# Mosquitos entering house from crawlspace?



## Bud9051 (Nov 11, 2015)

Hi km, if you haven't been down there that is your next step. If there is enough water down there to breed mosquitoes you have a bigger problem than a few bugs. A crawlspace needs to be dry with low humidity. In cooler climates the natural air flow brings much of the air in that crawlspace up into your living area. Some estimates are as high as 50% of the air you breathe (including that bug bomb) comes from down there.

Now, given that some of that bug bomb filtered throughout the house we can't be sure if the basement is really the source of those bugs. You or someone needs to get a look down there to check on any moisture issues.

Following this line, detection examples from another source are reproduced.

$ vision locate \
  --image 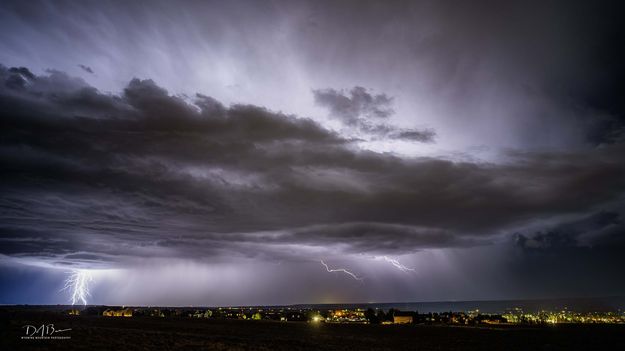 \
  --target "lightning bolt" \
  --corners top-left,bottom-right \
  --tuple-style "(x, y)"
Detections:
(61, 269), (93, 305)
(376, 256), (414, 272)
(319, 260), (363, 281)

I usually have mosquito issues when they are attracted to a light, plus a screen left open or other hole.

Bud


----------



## joecaption (Nov 30, 2011)

I'd be taking a look outside as well.
Any standing water near by and your going to have issues.
Tall grass, old tires, plant pots, slow running drainage ditches, fish ponds.


----------



## ChuckF. (Aug 25, 2013)

Check plant trays that might have standing water, an extra toilet that might not be used often, the trap in a shower or bathtub or sink that's not often used, standing water in the washing machine that you forgot about, or the dishwasher.

Re the crawlspace, when you are down there turn off your trouble light and look for light leaks from the living space above.


----------